Salicylic Acid for Ringworm
Salicylic acid is something to be associated to acetylsalicylic acid (ASA) also known as aspirin since it is a component of this medication. While a small amount of salicylic acid can be employed as a food preservative, it is commonly used as a topical medication for skin disorders like psoriasis, warts and seborrheic dermatitis. Topical agents that contain salicylic acid have also been cited as an effective remedy for pimples and blemishes associated with acne outbreaks.
Ringworm also referred to as dermatophyte infection is a skin disorder caused by fungus. Ringworm is often treated by topical or oral antifungal drugs such as Nizoral, Tinactin, Trosyd etc. However, topical salicylic acid has also been revealed as an alternative for antifungal drugs. But, can salicylic acid be as effective for ringworm?
How salicylic acid works
In seborrheic dermatitis (dandruff) and psoriasis, salicylic acid exerts its effect as a keratolytic – an agent that tend to shed off skin. Salicylic acid helps reduce the skin formation that piles up into dandruff. Salicylic acid works as an antiseptic in preventing pimples by killing the acne-causing bacteria.

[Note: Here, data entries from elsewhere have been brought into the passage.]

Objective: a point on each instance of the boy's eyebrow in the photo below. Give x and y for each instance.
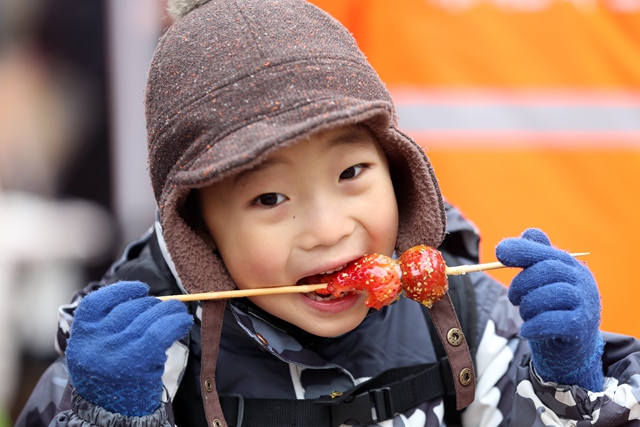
(245, 176)
(352, 136)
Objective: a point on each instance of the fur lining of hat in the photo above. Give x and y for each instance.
(179, 8)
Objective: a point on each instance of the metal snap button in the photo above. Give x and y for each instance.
(455, 337)
(466, 376)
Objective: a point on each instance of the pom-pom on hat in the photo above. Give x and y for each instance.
(233, 80)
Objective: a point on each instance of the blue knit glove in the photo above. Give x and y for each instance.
(117, 348)
(560, 305)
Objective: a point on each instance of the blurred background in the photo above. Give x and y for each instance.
(528, 109)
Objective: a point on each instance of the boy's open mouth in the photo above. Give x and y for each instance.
(324, 295)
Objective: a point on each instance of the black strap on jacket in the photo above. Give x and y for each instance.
(463, 297)
(388, 394)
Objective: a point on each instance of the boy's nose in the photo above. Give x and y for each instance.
(326, 224)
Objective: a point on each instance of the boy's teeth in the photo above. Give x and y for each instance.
(316, 297)
(334, 270)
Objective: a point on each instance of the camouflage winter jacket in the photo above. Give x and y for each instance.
(260, 357)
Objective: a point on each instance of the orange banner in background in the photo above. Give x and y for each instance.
(530, 113)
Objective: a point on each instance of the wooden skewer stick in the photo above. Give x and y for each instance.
(464, 269)
(239, 293)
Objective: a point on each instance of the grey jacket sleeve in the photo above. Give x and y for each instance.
(85, 414)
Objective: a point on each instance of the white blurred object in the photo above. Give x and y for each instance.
(44, 245)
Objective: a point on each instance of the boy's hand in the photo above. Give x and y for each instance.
(116, 352)
(560, 305)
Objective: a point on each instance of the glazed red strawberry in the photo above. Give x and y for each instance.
(376, 274)
(424, 274)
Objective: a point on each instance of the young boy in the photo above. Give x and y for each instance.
(275, 157)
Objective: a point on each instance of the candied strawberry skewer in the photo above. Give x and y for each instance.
(424, 275)
(378, 275)
(421, 271)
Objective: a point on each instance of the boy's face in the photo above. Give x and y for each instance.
(308, 209)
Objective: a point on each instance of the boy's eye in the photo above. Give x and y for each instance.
(352, 172)
(269, 199)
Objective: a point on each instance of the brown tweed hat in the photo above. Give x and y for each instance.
(233, 80)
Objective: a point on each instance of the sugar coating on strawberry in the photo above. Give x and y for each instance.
(424, 275)
(378, 275)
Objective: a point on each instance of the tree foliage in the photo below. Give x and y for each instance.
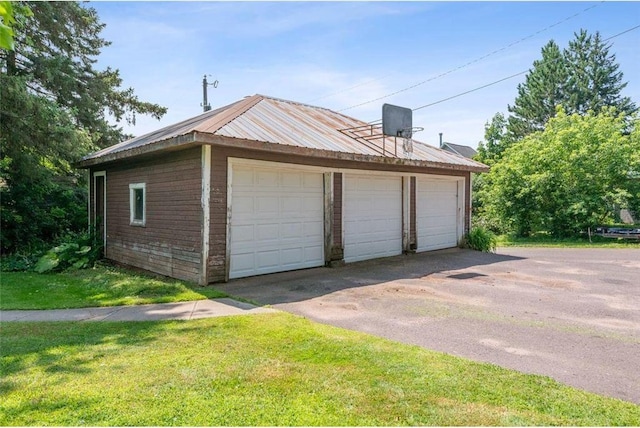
(568, 177)
(54, 108)
(581, 78)
(544, 88)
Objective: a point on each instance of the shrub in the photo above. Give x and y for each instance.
(78, 252)
(481, 239)
(18, 262)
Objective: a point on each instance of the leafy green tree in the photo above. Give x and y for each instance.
(6, 21)
(568, 177)
(581, 78)
(538, 96)
(54, 108)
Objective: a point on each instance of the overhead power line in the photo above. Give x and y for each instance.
(509, 77)
(456, 68)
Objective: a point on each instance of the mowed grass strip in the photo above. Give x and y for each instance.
(543, 240)
(101, 286)
(271, 369)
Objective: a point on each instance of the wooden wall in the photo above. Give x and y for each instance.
(170, 241)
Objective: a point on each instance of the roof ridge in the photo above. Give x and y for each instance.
(219, 120)
(311, 106)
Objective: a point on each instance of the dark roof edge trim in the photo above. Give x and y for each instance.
(206, 138)
(328, 154)
(180, 140)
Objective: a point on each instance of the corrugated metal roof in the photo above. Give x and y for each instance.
(271, 120)
(466, 151)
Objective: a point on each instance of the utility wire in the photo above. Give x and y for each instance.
(453, 69)
(509, 77)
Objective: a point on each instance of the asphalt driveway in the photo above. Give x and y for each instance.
(571, 314)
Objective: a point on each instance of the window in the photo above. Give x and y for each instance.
(138, 204)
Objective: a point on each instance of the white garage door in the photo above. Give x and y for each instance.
(437, 215)
(276, 220)
(372, 217)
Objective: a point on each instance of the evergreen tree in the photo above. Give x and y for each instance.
(594, 80)
(54, 108)
(538, 96)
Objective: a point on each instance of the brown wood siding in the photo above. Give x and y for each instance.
(92, 219)
(170, 241)
(337, 252)
(467, 202)
(413, 240)
(217, 262)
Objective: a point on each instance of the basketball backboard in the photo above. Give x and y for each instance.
(396, 120)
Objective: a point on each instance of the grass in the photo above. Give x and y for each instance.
(272, 369)
(101, 286)
(544, 240)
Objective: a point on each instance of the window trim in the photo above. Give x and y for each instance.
(132, 204)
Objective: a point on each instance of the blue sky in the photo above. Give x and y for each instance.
(342, 54)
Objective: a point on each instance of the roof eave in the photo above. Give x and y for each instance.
(173, 142)
(218, 140)
(196, 138)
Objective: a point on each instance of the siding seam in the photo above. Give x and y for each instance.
(206, 220)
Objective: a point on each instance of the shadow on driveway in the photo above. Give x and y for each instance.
(301, 285)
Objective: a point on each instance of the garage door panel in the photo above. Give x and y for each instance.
(372, 216)
(437, 214)
(277, 220)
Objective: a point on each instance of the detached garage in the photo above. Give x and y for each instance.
(266, 185)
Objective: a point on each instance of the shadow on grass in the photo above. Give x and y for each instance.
(53, 346)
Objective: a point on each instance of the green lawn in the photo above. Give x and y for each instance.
(272, 369)
(542, 240)
(101, 286)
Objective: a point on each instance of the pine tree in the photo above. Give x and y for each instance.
(594, 80)
(538, 96)
(584, 77)
(54, 108)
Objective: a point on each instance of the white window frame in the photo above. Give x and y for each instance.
(132, 204)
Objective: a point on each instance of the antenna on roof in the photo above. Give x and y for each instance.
(205, 105)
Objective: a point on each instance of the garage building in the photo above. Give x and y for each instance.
(267, 185)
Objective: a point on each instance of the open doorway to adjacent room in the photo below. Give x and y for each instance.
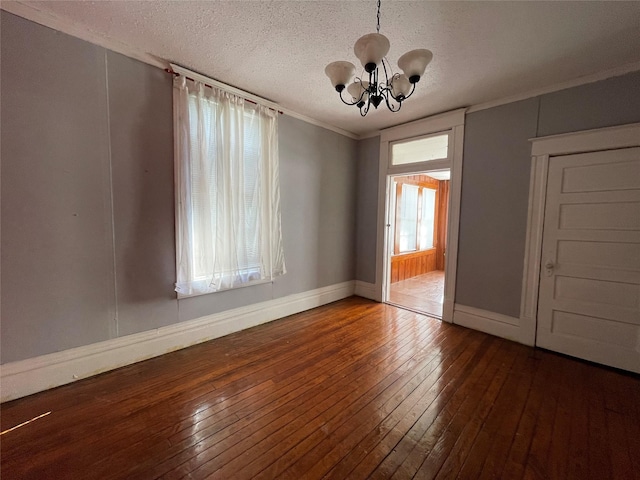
(419, 217)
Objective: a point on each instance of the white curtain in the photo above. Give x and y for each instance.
(228, 231)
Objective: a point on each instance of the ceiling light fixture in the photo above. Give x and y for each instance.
(371, 50)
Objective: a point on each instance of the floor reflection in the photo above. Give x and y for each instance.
(424, 293)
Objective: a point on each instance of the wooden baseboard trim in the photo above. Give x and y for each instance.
(366, 290)
(489, 322)
(33, 375)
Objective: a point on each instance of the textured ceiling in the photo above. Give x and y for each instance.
(483, 51)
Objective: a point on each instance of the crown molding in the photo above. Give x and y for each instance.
(47, 19)
(576, 82)
(55, 22)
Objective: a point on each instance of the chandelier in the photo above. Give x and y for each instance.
(395, 88)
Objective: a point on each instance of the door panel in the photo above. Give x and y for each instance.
(589, 299)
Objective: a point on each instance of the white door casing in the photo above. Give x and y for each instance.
(452, 122)
(581, 285)
(589, 297)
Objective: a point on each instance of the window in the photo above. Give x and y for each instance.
(415, 218)
(227, 195)
(424, 149)
(427, 219)
(408, 218)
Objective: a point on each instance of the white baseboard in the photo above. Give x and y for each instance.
(489, 322)
(366, 290)
(32, 375)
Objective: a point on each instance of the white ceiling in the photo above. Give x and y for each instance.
(483, 51)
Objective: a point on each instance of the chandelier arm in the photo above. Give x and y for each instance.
(347, 103)
(386, 74)
(413, 89)
(389, 106)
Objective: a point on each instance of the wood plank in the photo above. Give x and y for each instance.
(353, 389)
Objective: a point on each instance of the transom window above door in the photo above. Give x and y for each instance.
(432, 147)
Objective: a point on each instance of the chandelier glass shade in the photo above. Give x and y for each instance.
(380, 83)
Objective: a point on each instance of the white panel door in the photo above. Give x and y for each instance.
(589, 298)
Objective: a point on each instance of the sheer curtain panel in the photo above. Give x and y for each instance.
(228, 230)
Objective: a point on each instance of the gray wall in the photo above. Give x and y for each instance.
(367, 208)
(495, 183)
(87, 199)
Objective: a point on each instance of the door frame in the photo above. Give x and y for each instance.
(391, 230)
(542, 149)
(453, 123)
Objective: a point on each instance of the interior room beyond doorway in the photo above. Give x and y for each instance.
(419, 240)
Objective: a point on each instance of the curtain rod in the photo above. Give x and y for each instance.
(177, 70)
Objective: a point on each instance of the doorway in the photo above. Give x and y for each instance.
(419, 214)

As salicylic acid is a form of acid, it softens the calluses and warts making these easy to scrape off. Finally, salicylic acid is also classified as an antifungal. This means, salicylic acid can also treat fungal infections like ringworm.
Salicylic acid for ringworm
Topical salicylic acid can be in lotion, ointment or in liquid form. It can be in single form or in combination (e.g. Rhea Ap-Ap solution, DouFilm and United Home Whitfield’s ointment). Topical salicylic acid is usually applied three times a day. Although, salicylic acid falls under category C regarding pregnancy safety, it has no controlled studies on pregnant women therefore it is not advised for use.
Salicylic acid is not to be used on large surface areas of the body and should not be used in high concentrations for a long period of time. It should not be applied on a broken skin and should be avoided in contact with the eyes, mouth and genital regions.
The common side effects of a topical salicylic acid are drying and irritation.
So, can salicylic acid be effective for ringworm?
Salicylic acid maybe classified as an antifungal but it is really a weak type. It can be an option as a remedy if other antifungal topical medications are not available. However, topical salicylic acid is generally indexed as an acne treatment preparation and as a keratolytic for warts, calluses and other scaling conditions. In addition, salicylic acid can sting the skin. With itch as one consequence of ringworm infection, an open wound is possible because of scratching. Hence, treatment with salicylic acid can be very painful.